To enter the competition, first you need to create an account on EvalAI. We allow people to enter our challenge either privately or publicly. Any submissions to the challenge phase remain private and will be considered to be participating in the challenge. For submissions to the test phase, only those that were submitted before the challenge deadline and posted to the public leaderboard will be considered to be participating in the challenge.

Before uploading your results to EvalAI, you will need to create a JSON file which provides an answer to each question in submission_all_questions.json, and conforms to the following format:

results = [result]
result = {
"questionId": str,
"prediction": str
}

To submit your JSON file to the GQA evaluation servers, click on the Submit tab on the GQA Challenge 2020 EvalAI. Select the phase (Validation, Test or Challenge) and the JSON file to upload, fill in the required fields (e.g. method name and method description), and finally click Submit. After the file is uploaded, the evaluation server will begin processing. To view the status of your submission please go to My Submissions tab and choose the phase to which the results file has been uploaded. Please be patient, the evaluation may take quite some time to complete. If the status of your submission is Failed please check your stderr file for the corresponding submission.

After evaluation is complete and the server shows a status of Finished, you will have the option to download your evaluation results by selecting Result File for the corresponding submission. The result file will contain the aggregated accuracy for the corresponding phase. If you want your submission to appear on the public leaderboard, please submit to the Test phase and check the box under Show on Leaderboard for the corresponding submission.

Please limit the number of entries to the challenge evaluation server to a reasonable number, e.g., one entry per paper. To avoid overfitting, the number of submissions per user is limited to 1 upload per day (according to UTC timezone) and a maximum of 5 submissions per user. It is not acceptable to create multiple accounts for a single project to circumvent this limit. The exception to this is if a group publishes two papers describing unrelated methods, in this case both sets of results can be submitted for evaluation. However, the Validation phase allows for 10 submissions per day.

Resources

The download page contains links to all GQA images, questions, and for train/val splits, also the associated annotations. Please specify any and all external data used for training in the method description when uploading results to the evaluation server.

We provide an off-line evaluation script as well as baselines for the GQA datasets. To download the GQA evaluation script, please visit our evaluation page. Baselines can be found in our GitHub repo.

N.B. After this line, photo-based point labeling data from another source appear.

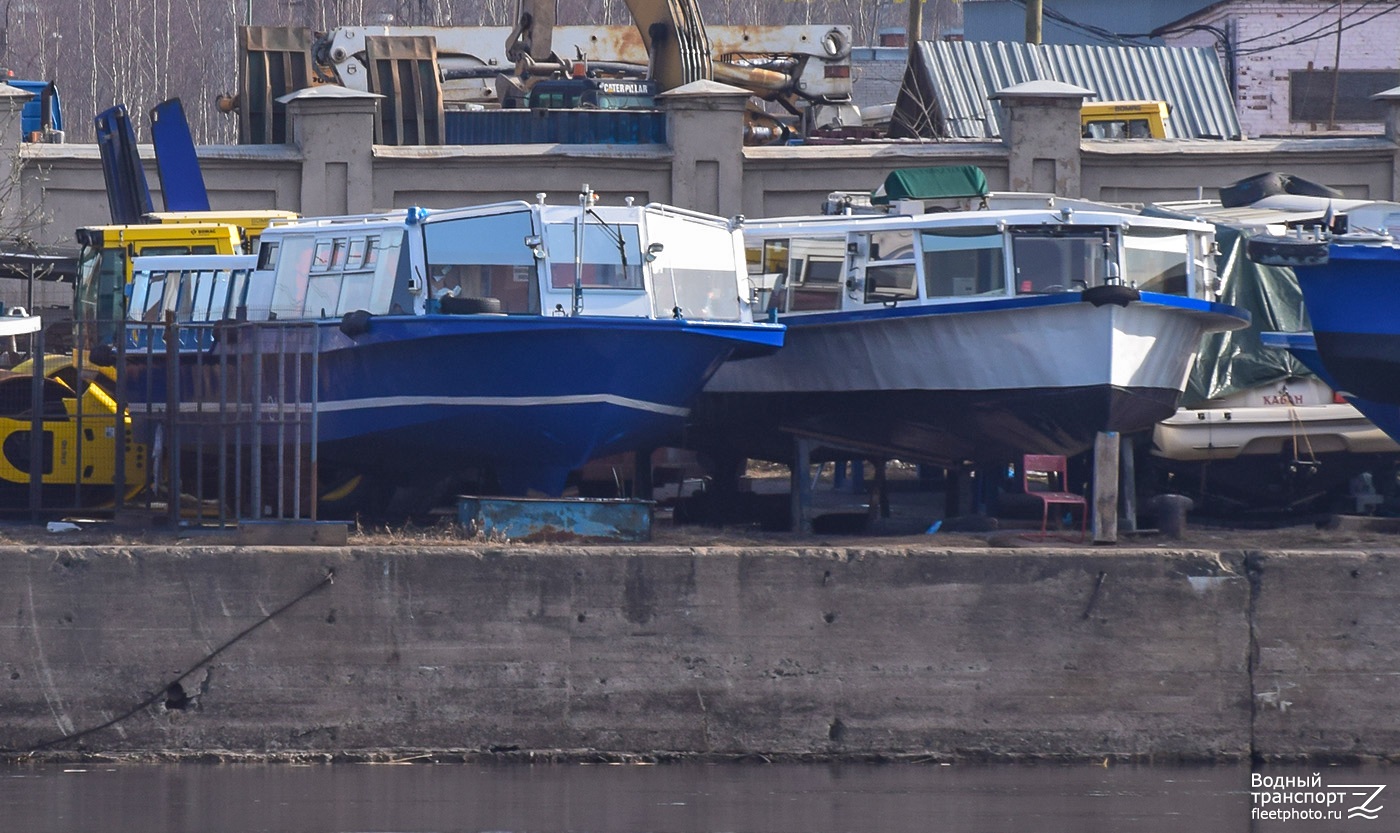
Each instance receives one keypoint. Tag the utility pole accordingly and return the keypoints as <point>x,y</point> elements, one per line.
<point>1033,14</point>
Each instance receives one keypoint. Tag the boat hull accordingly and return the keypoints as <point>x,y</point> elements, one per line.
<point>1354,304</point>
<point>1304,346</point>
<point>949,384</point>
<point>529,398</point>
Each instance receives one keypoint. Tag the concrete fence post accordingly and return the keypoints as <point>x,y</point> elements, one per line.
<point>1392,98</point>
<point>1043,135</point>
<point>704,128</point>
<point>333,128</point>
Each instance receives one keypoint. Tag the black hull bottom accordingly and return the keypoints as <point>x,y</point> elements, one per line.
<point>937,427</point>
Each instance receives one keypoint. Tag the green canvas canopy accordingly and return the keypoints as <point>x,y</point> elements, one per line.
<point>931,184</point>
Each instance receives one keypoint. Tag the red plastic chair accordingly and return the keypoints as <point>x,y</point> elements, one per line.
<point>1046,466</point>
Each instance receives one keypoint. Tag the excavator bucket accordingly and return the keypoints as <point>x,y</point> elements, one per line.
<point>128,196</point>
<point>403,69</point>
<point>273,62</point>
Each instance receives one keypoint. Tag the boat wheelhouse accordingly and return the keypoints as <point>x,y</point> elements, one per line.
<point>958,336</point>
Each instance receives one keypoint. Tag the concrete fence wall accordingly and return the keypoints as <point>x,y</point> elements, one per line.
<point>333,167</point>
<point>716,651</point>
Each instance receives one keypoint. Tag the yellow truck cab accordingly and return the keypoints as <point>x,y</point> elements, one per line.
<point>105,254</point>
<point>1124,119</point>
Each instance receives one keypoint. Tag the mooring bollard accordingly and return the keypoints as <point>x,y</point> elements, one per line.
<point>1171,514</point>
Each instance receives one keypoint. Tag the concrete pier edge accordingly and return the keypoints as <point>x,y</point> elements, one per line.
<point>667,653</point>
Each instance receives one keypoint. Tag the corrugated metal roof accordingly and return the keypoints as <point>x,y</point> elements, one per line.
<point>947,87</point>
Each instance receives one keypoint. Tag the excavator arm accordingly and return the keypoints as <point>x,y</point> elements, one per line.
<point>672,31</point>
<point>676,42</point>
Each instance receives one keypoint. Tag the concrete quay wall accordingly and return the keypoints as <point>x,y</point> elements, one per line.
<point>714,651</point>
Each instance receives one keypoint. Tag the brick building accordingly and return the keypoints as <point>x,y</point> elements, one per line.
<point>1284,56</point>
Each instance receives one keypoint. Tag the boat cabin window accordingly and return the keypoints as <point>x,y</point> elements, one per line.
<point>1047,261</point>
<point>891,272</point>
<point>482,258</point>
<point>693,270</point>
<point>767,263</point>
<point>315,277</point>
<point>1157,261</point>
<point>196,294</point>
<point>612,256</point>
<point>149,296</point>
<point>962,262</point>
<point>811,273</point>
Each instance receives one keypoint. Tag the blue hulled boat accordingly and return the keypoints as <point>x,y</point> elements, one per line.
<point>1304,346</point>
<point>520,339</point>
<point>1351,287</point>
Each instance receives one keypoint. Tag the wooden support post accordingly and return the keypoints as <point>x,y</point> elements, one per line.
<point>881,489</point>
<point>1127,483</point>
<point>643,486</point>
<point>1106,487</point>
<point>801,486</point>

For any questions or suggestions regarding the GQA challenge or dataset, please contact dorarad@cs.stanford.edu. In case of technical questions related to EvalAI, please post a message on the GQA Challenge forum. For further clarity, we answer some common questions below:

Q: What do I do if I want to make my test results public and participate in the challenge?
A: Making your results public (i.e., visible on the leaderboard) on the test phase implies that you are participating in the challenge.

Q: What do I do if I want to make my test results public, but I do not want to participate in the challenge?
A: We do not allow this option.

Q: What do I do if I want to participate in the challenge, but I do not want to make my test results public yet?
A: Submit results to the challenge phase, which was created for this scenario.

Q: When will I find out my accuracies on the challenge split?
A: We will reveal challenge results some time after the deadline. Results will first be announced in October.

Q: Can I participate from more than one EvalAI team in the GQA challenge?
A: No, you are allowed to participate from one team only.

Q: Can I add other members to my EvalAI team?
A: Yes, you can add other members to your group.

Q: Is the daily/overall submission limit for each user or for the whole team?
A: The submission limit is for the whole team.